Manfaat Pensiun Untuk Pekerja Jangan Diskriminatif
Berita

Manfaat Pensiun Untuk Pekerja Jangan Diskriminatif

Serikat pekerja mendorong manfaat pensiun yang diterima pekerja sektor swasta sama dengan PNS.

Oleh:
ADY
Bacaan 2 Menit
Sekjen OPSI, Timboel Siregar. Foto: SGP
Sekjen OPSI, Timboel Siregar. Foto: SGP
Konfederasi Serikat Pekerja Indonesia (KSPI) mendesak pemerintah jangan diskriminatif dalam menetapkan manfaat pensiun untuk pekerja sektor swasta.

Sekjen KSPI, Muhammad Rusdi, berpendapat besaran manfaat pensiun yang diterima pekerja minimal 75 persen dari upah terakhir. Presentase manfaat pensiun yang diberikan secara berkala kepada pekerja itu sama seperti yang saat ini diterima PNS dan pekerja BUMN.

Untuk mendapat besaran presentase manfaat pensiun itu, dikatakan Rusdi, maka iuran jaminan pensiun sekira 18 persen dari upah. Rinciannya, pekerja membayar iuran 3 persen, pengusaha 12 persen dan pemerintah 3 persen. Dengan presentase itu pekerja swasta mendapat manfaat pensiun seperti PNS. Sehingga, tidak ada diskriminasi dalam pemberian manfaat pensiun kepada pekerja.

“Tidak boleh ada diskriminasi dalam pemberian manfaat pensiun karena pekerja swasta juga sudah berkontribusi setiap bulannya dalam bentuk membayar pajak. Oleh karenanya, wajib bisa hidup layak saat memasuki usia pensiun.” kata Rusdi dalam keterangan pers yang diterima hukumonline, Kamis (4/9).

Rusdi berharap dengan menerima manfaat pensiun 75 persen dari upah terakhir maka pekerja dapat hidup layak ketika pensiun. Desakan itu telah disampaikan KSPI dalam rapat anggota Tripartit Nasional (Tripnas) yang membahas RPP Jaminan Pensiun yang akan digulirkan lewat BPJS Ketenagakerjaan.
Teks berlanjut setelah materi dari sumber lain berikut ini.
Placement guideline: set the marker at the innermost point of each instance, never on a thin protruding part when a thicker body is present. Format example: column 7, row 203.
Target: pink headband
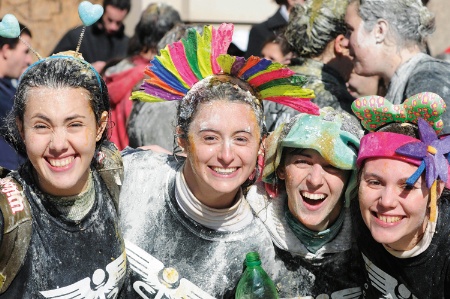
column 384, row 145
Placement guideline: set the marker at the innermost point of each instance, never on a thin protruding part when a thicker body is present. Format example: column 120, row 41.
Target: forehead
column 222, row 113
column 389, row 168
column 57, row 100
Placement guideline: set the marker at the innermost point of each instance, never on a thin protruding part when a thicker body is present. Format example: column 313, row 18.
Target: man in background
column 15, row 57
column 269, row 29
column 103, row 41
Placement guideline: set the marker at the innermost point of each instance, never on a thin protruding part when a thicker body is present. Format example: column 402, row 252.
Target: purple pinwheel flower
column 431, row 151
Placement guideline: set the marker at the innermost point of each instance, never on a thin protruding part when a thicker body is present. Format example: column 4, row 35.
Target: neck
column 395, row 61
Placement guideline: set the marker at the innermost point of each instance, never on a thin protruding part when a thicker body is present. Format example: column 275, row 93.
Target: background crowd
column 161, row 157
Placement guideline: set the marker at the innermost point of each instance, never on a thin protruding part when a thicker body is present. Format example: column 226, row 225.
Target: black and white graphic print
column 102, row 285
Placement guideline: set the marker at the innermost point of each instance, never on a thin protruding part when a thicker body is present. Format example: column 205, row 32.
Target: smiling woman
column 59, row 121
column 189, row 216
column 402, row 215
column 310, row 172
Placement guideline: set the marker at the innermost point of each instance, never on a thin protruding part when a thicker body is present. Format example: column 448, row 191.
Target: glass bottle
column 254, row 282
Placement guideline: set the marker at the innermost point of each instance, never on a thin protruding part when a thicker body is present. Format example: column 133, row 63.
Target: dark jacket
column 9, row 158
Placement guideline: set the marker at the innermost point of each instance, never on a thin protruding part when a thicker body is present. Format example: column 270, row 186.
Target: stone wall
column 50, row 19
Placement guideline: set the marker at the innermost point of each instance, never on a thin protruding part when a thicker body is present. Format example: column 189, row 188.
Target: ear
column 380, row 31
column 20, row 127
column 281, row 172
column 341, row 45
column 102, row 127
column 182, row 143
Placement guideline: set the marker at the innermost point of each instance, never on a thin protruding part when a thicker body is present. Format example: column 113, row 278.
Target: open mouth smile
column 59, row 163
column 313, row 198
column 224, row 171
column 387, row 219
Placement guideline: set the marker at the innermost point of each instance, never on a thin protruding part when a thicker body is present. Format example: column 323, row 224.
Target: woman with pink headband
column 402, row 218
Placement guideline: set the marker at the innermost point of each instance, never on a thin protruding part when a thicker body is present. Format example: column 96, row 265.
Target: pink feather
column 179, row 60
column 221, row 40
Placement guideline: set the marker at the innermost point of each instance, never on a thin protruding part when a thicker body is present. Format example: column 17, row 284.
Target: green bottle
column 254, row 282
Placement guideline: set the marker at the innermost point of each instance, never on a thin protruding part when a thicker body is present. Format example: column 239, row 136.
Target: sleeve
column 17, row 229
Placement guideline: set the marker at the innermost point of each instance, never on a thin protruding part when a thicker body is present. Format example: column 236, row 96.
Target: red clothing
column 120, row 85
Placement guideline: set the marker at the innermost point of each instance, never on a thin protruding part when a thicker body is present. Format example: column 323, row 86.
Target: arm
column 17, row 228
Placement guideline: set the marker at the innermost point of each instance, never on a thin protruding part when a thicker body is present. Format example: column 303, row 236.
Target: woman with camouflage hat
column 310, row 171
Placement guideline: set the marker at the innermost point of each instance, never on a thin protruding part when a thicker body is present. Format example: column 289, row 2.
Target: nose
column 388, row 197
column 226, row 153
column 59, row 142
column 315, row 176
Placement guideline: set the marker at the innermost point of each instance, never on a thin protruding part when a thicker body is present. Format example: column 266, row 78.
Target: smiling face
column 395, row 214
column 222, row 148
column 314, row 188
column 60, row 133
column 362, row 43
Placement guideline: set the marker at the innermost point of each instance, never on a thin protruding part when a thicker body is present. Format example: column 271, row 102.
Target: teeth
column 60, row 162
column 389, row 219
column 224, row 170
column 313, row 196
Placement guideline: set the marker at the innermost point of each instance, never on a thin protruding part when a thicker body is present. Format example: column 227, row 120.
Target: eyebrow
column 70, row 118
column 216, row 131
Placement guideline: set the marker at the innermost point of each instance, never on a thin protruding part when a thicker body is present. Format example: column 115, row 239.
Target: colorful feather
column 182, row 64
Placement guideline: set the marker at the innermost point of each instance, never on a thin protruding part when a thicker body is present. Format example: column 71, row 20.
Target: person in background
column 15, row 57
column 270, row 28
column 323, row 57
column 103, row 41
column 387, row 38
column 154, row 123
column 402, row 210
column 310, row 174
column 186, row 222
column 277, row 50
column 360, row 86
column 126, row 76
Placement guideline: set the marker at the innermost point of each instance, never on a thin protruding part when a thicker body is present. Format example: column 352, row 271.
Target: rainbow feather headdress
column 184, row 63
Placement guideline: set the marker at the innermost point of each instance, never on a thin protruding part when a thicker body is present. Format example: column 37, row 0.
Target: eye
column 40, row 127
column 408, row 187
column 241, row 140
column 76, row 124
column 333, row 170
column 301, row 163
column 209, row 138
column 373, row 183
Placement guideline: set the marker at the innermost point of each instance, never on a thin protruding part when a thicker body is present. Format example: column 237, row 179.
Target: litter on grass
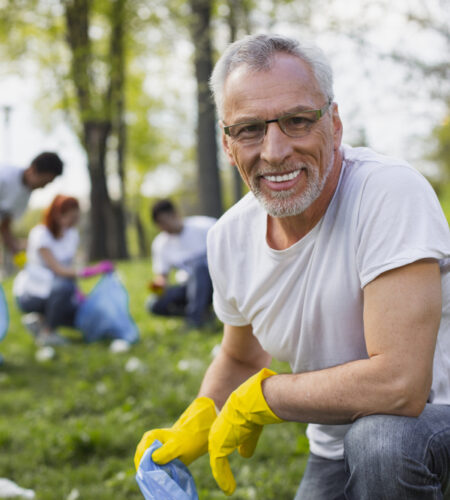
column 105, row 314
column 9, row 489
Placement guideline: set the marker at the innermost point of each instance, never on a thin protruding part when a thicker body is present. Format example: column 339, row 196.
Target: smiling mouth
column 282, row 178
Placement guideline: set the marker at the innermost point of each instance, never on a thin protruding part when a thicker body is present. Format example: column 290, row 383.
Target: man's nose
column 276, row 145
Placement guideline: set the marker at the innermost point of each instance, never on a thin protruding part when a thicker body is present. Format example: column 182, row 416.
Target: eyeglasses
column 296, row 124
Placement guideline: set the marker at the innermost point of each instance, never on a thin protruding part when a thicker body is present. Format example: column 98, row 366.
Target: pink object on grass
column 103, row 267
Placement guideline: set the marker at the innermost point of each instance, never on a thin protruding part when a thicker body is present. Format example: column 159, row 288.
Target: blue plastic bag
column 104, row 314
column 4, row 315
column 171, row 481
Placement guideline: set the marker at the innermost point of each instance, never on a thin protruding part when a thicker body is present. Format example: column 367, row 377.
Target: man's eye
column 297, row 121
column 249, row 129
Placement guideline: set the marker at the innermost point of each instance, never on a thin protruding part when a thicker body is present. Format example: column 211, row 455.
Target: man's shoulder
column 242, row 216
column 199, row 221
column 365, row 166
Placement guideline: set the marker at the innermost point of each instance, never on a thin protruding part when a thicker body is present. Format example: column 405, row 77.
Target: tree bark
column 209, row 185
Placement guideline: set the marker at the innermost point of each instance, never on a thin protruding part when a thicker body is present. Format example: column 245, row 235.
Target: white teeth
column 282, row 178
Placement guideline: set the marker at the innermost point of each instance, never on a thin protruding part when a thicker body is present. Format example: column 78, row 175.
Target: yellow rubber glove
column 20, row 259
column 187, row 439
column 239, row 425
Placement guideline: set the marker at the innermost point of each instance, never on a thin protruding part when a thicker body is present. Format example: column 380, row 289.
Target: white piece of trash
column 9, row 489
column 119, row 345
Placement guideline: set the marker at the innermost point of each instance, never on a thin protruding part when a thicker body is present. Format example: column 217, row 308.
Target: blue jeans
column 191, row 299
column 386, row 457
column 58, row 308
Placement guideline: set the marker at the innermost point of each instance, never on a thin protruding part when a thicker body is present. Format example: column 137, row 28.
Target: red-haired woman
column 47, row 284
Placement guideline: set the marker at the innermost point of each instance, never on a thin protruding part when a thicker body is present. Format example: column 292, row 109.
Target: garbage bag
column 171, row 481
column 104, row 313
column 4, row 315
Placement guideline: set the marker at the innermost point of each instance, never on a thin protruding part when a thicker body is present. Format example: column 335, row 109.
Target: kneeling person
column 181, row 245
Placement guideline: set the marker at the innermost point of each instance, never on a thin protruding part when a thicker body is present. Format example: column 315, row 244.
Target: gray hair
column 257, row 52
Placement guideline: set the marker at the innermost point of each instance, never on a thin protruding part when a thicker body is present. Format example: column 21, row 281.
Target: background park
column 119, row 89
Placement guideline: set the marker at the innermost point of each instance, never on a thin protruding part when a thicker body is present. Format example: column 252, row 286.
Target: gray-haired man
column 335, row 262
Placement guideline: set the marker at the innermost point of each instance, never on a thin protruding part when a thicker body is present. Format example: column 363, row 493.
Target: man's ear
column 226, row 146
column 337, row 127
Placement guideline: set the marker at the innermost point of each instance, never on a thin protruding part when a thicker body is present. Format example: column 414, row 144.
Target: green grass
column 73, row 422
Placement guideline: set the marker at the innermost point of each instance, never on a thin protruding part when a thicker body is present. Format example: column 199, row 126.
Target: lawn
column 69, row 426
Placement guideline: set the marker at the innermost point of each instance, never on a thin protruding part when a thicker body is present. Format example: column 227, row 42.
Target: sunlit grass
column 73, row 422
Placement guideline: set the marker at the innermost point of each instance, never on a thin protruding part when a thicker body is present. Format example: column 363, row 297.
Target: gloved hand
column 20, row 259
column 105, row 266
column 187, row 439
column 239, row 425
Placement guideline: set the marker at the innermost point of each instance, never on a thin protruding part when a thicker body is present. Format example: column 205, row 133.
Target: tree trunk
column 117, row 77
column 95, row 138
column 208, row 169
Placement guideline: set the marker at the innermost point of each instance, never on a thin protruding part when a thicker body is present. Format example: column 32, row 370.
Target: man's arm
column 402, row 310
column 240, row 356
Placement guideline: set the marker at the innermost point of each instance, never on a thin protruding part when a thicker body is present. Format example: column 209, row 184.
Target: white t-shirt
column 305, row 303
column 14, row 195
column 37, row 279
column 178, row 250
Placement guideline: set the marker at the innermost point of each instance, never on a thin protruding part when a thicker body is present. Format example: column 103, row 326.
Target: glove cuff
column 250, row 396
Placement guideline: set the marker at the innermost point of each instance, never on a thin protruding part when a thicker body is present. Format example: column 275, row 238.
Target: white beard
column 282, row 204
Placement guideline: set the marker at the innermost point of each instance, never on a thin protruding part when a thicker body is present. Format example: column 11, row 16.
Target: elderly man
column 335, row 262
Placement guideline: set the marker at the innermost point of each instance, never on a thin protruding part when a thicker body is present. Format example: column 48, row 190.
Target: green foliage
column 441, row 153
column 73, row 422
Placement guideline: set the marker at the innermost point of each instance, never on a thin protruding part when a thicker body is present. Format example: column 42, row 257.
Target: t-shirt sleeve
column 224, row 302
column 399, row 222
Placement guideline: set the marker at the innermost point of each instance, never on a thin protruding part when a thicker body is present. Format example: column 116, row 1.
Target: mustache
column 285, row 168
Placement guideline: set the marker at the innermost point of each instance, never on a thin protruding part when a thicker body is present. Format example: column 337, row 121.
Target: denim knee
column 367, row 441
column 395, row 457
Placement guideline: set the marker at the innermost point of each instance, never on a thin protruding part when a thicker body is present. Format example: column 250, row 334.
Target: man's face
column 169, row 222
column 35, row 179
column 287, row 175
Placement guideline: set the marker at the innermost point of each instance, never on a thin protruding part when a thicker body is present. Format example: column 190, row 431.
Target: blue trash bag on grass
column 104, row 314
column 4, row 315
column 171, row 481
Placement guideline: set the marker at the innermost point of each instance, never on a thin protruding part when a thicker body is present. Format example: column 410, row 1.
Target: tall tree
column 209, row 185
column 100, row 110
column 238, row 24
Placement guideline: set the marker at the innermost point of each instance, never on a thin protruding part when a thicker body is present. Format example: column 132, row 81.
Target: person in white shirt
column 16, row 185
column 181, row 245
column 47, row 284
column 337, row 261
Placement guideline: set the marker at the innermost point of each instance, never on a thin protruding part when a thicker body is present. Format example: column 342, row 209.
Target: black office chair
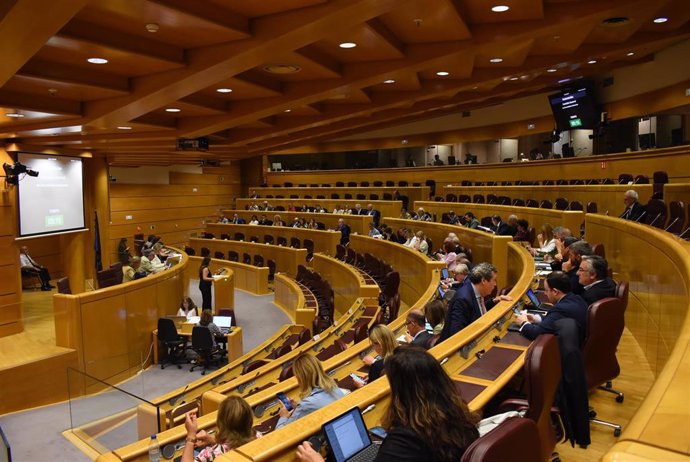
column 203, row 345
column 174, row 343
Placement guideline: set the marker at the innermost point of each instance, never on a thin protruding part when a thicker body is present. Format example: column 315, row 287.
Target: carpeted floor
column 37, row 434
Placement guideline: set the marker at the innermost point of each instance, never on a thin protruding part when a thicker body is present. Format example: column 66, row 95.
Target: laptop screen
column 223, row 321
column 534, row 300
column 347, row 435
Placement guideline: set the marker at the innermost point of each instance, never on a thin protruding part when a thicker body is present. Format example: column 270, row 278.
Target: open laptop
column 349, row 439
column 537, row 305
column 224, row 323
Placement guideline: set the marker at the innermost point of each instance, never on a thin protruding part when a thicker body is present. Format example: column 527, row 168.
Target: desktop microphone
column 671, row 224
column 655, row 219
column 175, row 399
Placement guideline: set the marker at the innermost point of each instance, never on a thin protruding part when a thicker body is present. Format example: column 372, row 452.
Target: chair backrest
column 513, row 436
column 656, row 213
column 167, row 331
column 543, row 374
column 63, row 285
column 605, row 323
column 622, row 290
column 228, row 312
column 676, row 217
column 202, row 338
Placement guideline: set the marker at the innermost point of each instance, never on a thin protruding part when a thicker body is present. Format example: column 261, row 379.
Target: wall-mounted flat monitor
column 575, row 108
column 53, row 201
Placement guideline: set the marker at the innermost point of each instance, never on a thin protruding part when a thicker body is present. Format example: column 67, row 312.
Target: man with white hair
column 634, row 211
Namun dalam rapat tersebut, anggota LKS Tripnas unsur pemerintah dan pengusaha mengusulkan besaran manfaat pensiun hanya 25-30 persen dari upah. Menurutnya, besaran itu tidak layak. Ia pun mengingatkan UU SJSN dan BPJS mengamanatkan jaminan pensiun digelar untuk mempertahankan derajat kehidupan yang layak ketika peserta kehilangan atau berkurang pekerjaannya karena memasuki usia pensiun.

Rusdi menjelaskan parameter hidup layak harus mengacu sebagaimana perhitungan kebutuhan hidup layak (KHL). Yakni harus mendapat memenuhi kebutuhan hidup pekerja dan keluarganya. Seperti makanan, minuman, pakaian, kesehatan, perumahan, pendidikan dan transportasi.

Anggota LKS Tripnas unsur pekerja lainnya, Sahat Butar Butar, menolak usulan pemerintah dan pengusaha yang menginginkan besaran manfaat pensiun hanya 25 persen dari upah. Dengan besaran itu pekerja membayar 3 persen dan pengusaha 5 persen.

Padahal di kawasan Asia Tenggara, rata-rata besaran iuran jaminan pensiun yang dibayar pengusaha lebih dari lima persen. Misalnya, Vietnam 13 persen, China 20 persen, Malaysia 13 persen, Singapura 16 persen. “Iuran dari pengusaha rata-rata diatas 13 persen,” ujarnya.

Terpisah, Sekjen Organisasi Pekerja Seluruh Indonesia (OPSI), Timboel Siregar, mengingatkan peraturan pelaksana BPJS Ketenagakerjaan harus diselesaikan paling lambat dua tahun sejak UU BPJS diterbitkan. Namun, pemerintahan SBY sampai saat ini belum menuntaskan RPP Pensiun.

Jika regulasi itu diterbitkan tidak tepat waktu maka menghambat pelaksanaan program yang digelar BPJS Ketenagakerjaan. Ini mengakibatkan sosialisasi tidak berjalan baik. Sehingga, masyarakat tidak mengetahui program-program yang diselenggarakan BPJS Ketenagakerjaan.

Timboel melihat hal itu terjadi dalam pelaksanaan BPJS Kesehatan, dimana pemerintah telat menerbitkan peraturan pelaksana sehingga berdampak pada pelaksanaan BPJS Kesehatan. “Banyak rakyat yang belum tahu tentang BPJS,” pungkasnya.